We have all played a video game with our kid or our side piece’s kids or whatever. If you LET your child win, what are you teaching them when they get into the real world? NOTHING. So kick their ass at Mario Kart. It’s okay if they’ve already lost 28 races. It’s ok if you rub it in their face that you’re the winner. Doing so builds character and develops healthy coping mechanisms.
If you can color better than your kid, PUT THAT SHIT ON THE FRIDGE! Tell your child they are worthy of fridge space when their drawing looks better than yours. They’ll probably cry. This is completely natural. However, it’s all for the greater good. This will make them work harder. Oh and be sure to remind them that CRYING IS FOR GIRLS.
In conclusion, parenting is not for the faint of heart. You’ll be forced to watch Moana until YOU know all the words in the songs like some sort of brainwashed Disney zombie. You’ll get anxiety, get fat, and completely lose yourself.

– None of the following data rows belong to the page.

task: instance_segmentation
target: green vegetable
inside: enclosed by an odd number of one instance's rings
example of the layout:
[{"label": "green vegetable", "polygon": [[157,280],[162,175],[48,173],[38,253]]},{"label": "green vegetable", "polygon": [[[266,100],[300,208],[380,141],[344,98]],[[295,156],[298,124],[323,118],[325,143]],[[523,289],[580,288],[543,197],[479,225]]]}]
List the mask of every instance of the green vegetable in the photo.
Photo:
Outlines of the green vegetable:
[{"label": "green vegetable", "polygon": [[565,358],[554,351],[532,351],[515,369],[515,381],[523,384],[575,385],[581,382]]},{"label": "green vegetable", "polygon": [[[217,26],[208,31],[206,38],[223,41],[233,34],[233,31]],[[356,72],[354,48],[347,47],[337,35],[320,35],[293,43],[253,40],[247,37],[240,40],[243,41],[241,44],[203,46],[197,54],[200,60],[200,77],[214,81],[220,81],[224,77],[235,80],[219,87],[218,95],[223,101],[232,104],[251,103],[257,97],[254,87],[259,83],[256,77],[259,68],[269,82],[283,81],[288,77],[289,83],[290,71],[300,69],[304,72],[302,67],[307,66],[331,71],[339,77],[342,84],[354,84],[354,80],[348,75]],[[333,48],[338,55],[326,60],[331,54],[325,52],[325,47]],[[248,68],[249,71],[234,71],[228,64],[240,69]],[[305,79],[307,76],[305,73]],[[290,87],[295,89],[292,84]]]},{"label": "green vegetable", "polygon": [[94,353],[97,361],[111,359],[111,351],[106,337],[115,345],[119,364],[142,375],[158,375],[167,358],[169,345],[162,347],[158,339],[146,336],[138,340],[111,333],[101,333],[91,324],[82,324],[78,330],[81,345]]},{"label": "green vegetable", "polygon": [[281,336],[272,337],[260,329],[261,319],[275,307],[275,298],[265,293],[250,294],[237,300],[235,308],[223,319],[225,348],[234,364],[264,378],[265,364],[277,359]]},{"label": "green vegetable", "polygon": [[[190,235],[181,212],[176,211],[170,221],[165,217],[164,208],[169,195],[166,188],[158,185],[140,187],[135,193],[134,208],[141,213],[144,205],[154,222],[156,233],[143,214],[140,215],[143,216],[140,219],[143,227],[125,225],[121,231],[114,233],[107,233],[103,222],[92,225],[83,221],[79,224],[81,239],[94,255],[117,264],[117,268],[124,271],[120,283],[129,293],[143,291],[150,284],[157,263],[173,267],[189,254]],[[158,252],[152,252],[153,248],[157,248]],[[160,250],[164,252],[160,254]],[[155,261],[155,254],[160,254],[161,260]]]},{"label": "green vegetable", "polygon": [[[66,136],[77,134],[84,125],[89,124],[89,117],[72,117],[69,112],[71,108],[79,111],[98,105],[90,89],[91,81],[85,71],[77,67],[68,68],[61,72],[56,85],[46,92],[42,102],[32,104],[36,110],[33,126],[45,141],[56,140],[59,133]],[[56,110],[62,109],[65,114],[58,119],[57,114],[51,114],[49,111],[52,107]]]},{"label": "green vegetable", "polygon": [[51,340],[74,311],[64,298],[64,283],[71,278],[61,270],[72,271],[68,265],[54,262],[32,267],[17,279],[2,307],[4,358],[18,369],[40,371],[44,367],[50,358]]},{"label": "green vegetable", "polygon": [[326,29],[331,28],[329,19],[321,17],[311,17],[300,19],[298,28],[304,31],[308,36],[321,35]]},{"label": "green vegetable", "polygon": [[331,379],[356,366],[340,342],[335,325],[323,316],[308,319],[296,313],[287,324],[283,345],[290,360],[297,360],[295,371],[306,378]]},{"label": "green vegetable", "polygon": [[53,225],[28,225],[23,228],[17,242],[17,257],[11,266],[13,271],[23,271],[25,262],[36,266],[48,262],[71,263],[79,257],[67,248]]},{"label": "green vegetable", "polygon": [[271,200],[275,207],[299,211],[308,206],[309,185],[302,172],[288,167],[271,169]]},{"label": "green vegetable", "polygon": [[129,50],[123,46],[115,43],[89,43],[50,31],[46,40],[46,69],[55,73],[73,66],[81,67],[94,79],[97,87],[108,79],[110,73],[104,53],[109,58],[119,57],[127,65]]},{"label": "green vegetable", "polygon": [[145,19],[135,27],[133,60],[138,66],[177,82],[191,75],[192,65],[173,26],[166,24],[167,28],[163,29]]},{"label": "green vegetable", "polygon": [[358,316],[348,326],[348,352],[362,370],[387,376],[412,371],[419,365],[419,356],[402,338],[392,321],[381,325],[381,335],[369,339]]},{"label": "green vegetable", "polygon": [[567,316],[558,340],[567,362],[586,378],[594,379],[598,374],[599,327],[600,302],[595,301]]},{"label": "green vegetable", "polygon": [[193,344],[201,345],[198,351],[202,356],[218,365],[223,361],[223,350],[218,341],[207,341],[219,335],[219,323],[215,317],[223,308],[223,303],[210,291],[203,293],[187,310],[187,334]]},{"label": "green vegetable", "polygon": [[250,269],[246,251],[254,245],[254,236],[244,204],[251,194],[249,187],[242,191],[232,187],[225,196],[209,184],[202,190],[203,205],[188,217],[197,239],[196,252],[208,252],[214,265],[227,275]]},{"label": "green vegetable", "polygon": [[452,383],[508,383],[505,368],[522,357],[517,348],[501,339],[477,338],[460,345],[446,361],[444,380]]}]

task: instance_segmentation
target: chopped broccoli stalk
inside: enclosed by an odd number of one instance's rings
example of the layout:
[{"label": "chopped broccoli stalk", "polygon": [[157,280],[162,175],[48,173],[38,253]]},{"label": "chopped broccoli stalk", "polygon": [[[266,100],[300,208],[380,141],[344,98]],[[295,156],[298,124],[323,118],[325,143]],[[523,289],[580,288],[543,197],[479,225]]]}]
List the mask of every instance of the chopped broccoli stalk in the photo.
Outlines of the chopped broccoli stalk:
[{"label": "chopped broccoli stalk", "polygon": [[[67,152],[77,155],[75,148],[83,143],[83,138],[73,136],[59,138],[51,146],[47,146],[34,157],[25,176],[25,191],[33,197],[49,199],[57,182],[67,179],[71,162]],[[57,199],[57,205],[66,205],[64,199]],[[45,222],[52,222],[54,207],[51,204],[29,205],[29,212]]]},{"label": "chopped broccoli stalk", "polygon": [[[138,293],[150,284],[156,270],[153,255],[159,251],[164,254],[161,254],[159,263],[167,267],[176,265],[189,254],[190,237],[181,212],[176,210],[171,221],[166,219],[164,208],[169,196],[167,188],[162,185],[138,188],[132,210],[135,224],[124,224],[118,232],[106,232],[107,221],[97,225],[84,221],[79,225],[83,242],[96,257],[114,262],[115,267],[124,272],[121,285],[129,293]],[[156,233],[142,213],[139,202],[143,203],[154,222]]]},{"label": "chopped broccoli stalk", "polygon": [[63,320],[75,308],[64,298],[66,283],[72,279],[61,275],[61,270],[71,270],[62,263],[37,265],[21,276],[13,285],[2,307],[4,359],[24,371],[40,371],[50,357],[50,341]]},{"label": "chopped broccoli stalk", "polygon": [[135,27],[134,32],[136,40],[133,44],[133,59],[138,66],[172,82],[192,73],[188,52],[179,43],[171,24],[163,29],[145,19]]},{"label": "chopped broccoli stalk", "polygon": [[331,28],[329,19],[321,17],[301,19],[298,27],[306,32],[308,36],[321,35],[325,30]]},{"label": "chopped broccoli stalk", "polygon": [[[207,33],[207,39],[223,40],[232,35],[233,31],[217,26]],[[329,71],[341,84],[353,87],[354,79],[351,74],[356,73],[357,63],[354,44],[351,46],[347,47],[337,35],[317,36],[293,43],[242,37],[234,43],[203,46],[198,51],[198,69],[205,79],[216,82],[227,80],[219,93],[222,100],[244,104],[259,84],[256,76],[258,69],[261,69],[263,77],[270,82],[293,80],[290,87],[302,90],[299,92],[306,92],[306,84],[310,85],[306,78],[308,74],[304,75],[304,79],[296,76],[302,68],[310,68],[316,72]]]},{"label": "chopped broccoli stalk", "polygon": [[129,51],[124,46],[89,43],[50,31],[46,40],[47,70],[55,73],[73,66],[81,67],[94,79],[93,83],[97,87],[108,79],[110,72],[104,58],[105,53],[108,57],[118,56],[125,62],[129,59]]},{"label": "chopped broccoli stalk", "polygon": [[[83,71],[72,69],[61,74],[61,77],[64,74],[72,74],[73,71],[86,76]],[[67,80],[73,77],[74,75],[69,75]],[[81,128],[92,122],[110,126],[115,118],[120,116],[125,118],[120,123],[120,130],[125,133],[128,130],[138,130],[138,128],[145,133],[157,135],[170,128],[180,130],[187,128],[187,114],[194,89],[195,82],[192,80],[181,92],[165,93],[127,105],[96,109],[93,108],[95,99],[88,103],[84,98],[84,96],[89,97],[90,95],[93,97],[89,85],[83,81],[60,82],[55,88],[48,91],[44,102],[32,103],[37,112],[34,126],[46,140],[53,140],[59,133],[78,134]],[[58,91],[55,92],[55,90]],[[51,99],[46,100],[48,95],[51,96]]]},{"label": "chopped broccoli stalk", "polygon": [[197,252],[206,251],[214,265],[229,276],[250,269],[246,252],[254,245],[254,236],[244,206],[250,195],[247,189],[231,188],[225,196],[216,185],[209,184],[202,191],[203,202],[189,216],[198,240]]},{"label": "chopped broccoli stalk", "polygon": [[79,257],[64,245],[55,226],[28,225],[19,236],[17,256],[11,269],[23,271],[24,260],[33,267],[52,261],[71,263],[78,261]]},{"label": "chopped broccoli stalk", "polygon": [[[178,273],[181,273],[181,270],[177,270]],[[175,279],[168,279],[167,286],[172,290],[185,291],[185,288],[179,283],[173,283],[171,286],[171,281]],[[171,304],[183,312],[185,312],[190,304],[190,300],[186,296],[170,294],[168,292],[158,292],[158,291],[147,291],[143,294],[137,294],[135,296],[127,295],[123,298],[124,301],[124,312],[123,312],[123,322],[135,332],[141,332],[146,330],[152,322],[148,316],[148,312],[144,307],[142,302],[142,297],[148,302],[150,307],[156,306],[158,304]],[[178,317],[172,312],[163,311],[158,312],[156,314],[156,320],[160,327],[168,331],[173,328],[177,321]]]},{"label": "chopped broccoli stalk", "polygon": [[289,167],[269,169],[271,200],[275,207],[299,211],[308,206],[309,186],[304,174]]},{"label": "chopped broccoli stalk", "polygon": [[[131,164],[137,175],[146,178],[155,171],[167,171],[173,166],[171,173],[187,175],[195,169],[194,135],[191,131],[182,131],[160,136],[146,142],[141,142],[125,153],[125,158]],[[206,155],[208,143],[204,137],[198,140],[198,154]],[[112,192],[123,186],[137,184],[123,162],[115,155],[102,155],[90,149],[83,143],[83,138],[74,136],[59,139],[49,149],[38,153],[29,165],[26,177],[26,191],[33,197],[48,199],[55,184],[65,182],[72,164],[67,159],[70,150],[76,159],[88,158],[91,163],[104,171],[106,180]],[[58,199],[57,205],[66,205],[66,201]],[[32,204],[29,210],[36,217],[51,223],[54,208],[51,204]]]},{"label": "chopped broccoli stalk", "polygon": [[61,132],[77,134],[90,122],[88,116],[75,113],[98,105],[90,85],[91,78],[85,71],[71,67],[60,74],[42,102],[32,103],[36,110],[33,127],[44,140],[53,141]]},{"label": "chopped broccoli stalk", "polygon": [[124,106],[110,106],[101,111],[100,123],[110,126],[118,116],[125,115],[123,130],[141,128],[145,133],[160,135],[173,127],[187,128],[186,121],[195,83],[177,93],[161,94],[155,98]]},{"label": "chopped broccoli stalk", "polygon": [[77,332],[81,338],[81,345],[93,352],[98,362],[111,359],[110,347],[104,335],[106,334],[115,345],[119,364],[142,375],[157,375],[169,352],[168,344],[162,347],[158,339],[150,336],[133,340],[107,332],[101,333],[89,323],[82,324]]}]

However, it’s all worth it at the end of the day. You may destroy your body, mind, hopes, and dreams, but that what life is about… disappointment. But it’s not all bad. When they’re asleep, you can quietly creep to the living room, have the tv to yourself, and zone out for a bit. If you’re lucky, they won’t wake up and you’ll have a few moments to reflect on how you got here and where it all went wrong.